Can Transformers Learn Causality? Part 1: The Case For
Last time I wrote about whether transformers can escape the Lucas Critique — the idea that models trained on historical correlations fail when policy changes the underlying system.
That post raised a deeper question: Can transformers learn causal structure at all, or are they just very good at pattern matching?
Two recent papers make a surprisingly strong case that yes, they can.
The Theoretical Argument
Nichani, Damian, and Lee tackled this mathematically in "How Transformers Learn Causal Structure with Gradient Descent."
Their setup: train a simplified two-layer transformer on sequences with latent causal structure. Then prove what the model actually learns.
The key finding: the gradient of the attention matrix encodes mutual information between tokens. Through the data processing inequality, this lets the model identify edges in the causal graph.
In plain English: when you train a transformer with gradient descent, the attention mechanism doesn't just learn correlations. It learns which variables are causally connected to which.

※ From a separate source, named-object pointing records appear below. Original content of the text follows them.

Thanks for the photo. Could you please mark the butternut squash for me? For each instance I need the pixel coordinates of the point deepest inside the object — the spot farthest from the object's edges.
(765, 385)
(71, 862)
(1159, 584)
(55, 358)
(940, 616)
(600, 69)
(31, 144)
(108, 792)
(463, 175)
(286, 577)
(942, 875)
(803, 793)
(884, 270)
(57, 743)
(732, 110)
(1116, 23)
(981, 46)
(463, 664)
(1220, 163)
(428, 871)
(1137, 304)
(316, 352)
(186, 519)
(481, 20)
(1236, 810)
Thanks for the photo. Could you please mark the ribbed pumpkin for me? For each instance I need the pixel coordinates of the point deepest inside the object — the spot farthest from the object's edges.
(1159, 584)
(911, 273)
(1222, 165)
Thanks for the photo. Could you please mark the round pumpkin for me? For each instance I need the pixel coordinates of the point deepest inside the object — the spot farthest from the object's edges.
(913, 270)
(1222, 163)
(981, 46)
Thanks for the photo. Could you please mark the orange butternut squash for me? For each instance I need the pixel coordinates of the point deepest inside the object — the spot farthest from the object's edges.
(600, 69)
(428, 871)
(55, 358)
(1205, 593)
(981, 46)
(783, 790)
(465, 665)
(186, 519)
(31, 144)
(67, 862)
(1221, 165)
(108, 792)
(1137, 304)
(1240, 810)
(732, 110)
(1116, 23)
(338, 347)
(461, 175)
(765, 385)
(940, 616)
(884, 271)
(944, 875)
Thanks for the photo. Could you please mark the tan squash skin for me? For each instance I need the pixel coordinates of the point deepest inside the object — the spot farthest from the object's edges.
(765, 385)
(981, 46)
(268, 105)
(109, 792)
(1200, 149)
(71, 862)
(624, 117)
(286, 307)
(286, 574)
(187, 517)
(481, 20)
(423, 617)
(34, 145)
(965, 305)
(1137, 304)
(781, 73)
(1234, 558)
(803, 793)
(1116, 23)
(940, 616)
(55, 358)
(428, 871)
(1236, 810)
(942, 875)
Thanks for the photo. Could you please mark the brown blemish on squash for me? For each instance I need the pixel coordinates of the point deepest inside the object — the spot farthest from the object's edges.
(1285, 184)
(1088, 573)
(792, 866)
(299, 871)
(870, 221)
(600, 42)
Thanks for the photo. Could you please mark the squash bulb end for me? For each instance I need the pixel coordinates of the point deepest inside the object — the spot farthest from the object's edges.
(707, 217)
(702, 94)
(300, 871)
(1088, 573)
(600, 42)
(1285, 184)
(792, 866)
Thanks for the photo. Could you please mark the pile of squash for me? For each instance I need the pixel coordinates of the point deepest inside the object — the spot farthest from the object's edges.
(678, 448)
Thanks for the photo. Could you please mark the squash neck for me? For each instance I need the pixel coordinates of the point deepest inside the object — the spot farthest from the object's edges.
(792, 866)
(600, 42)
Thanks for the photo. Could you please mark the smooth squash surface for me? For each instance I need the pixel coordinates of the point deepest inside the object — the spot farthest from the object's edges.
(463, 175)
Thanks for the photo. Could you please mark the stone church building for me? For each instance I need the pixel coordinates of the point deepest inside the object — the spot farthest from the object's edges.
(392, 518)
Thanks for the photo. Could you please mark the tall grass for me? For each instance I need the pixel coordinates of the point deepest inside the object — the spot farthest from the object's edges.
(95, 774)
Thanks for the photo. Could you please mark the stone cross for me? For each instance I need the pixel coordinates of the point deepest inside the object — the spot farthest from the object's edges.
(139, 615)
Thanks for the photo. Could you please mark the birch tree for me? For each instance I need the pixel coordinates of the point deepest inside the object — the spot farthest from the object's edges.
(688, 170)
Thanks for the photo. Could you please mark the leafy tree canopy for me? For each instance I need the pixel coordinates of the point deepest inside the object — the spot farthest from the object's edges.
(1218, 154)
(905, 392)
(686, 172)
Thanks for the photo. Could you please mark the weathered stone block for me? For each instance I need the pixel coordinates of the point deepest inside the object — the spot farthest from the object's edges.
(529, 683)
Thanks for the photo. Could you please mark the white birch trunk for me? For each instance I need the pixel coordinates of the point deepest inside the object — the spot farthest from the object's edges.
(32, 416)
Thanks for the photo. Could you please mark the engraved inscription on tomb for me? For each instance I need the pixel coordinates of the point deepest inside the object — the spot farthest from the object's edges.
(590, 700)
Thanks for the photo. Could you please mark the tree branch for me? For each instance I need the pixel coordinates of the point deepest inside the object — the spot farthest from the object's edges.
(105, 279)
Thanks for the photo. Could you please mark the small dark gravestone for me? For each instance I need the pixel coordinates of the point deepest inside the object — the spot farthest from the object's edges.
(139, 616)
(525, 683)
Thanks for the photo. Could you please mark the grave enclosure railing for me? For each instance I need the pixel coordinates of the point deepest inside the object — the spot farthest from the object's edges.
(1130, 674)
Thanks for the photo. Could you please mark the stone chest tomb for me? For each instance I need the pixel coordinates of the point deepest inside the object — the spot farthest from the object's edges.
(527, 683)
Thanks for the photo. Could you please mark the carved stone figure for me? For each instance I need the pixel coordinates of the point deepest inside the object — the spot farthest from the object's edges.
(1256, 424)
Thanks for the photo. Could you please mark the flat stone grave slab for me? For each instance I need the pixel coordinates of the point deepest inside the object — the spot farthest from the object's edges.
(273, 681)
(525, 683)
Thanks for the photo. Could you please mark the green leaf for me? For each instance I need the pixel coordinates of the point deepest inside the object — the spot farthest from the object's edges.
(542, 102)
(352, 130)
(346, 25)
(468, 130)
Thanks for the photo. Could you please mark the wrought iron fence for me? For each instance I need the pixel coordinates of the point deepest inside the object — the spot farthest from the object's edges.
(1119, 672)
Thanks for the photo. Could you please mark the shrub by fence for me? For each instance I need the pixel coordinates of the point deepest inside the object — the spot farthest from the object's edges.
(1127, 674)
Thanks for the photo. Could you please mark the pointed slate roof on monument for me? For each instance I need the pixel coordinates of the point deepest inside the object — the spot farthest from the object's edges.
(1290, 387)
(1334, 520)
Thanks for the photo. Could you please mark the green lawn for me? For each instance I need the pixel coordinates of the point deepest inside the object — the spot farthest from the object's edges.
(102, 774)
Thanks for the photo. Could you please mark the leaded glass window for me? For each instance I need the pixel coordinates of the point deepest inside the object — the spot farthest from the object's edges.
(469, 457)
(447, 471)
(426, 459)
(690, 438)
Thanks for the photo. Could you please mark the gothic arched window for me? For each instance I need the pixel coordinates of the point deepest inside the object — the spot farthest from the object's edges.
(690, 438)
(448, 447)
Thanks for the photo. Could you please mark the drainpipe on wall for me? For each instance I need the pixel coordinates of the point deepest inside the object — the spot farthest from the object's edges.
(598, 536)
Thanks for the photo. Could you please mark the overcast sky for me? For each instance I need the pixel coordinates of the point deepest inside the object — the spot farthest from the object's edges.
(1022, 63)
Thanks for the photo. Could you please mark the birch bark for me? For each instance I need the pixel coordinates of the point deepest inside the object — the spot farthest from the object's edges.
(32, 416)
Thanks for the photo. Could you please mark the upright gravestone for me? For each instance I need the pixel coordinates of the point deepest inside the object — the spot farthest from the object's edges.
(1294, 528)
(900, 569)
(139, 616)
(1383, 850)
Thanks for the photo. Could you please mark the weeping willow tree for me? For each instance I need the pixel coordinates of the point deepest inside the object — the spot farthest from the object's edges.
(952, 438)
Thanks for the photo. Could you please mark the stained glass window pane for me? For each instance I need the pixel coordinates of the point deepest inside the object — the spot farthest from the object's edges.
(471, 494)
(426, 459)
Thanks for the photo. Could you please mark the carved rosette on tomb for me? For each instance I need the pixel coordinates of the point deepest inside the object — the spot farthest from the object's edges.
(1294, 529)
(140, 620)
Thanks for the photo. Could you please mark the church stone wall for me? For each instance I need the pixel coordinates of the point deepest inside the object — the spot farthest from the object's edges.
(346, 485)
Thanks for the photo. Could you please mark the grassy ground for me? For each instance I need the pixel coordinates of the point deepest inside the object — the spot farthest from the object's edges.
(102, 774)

As a special case, they showed that transformers learning from Markov chains develop "induction heads" — a mechanism that recognizes when pattern A followed by B predicts B will follow A again. This isn't memorization. It's learning the generative structure.
The Empirical Evidence
Garg, Tsipras, Liang, and Valiant asked a simpler question in "What Can Transformers Learn In-Context?"
They trained transformers from scratch on various function classes — linear functions, sparse linear functions, two-layer neural networks, decision trees — and tested whether the models could learn new instances purely from in-context examples.
The results: transformers matched the performance of optimal least squares estimators.
Even more impressive: the models worked under distribution shift. Train on one distribution, test on another, and performance held. This suggests something more robust than curve-fitting.
What This Means
If these papers were the whole story, we could declare victory. Transformers can learn causal structure. Theory proves it's possible. Experiments show it happens.
But they're not the whole story.
Next time I'll cover the paper that complicates this picture — research showing that even when transformers appear to understand, their world models are "far less coherent than they appear."
The answer to "can transformers learn causality?" turns out to be: yes, but with caveats that matter.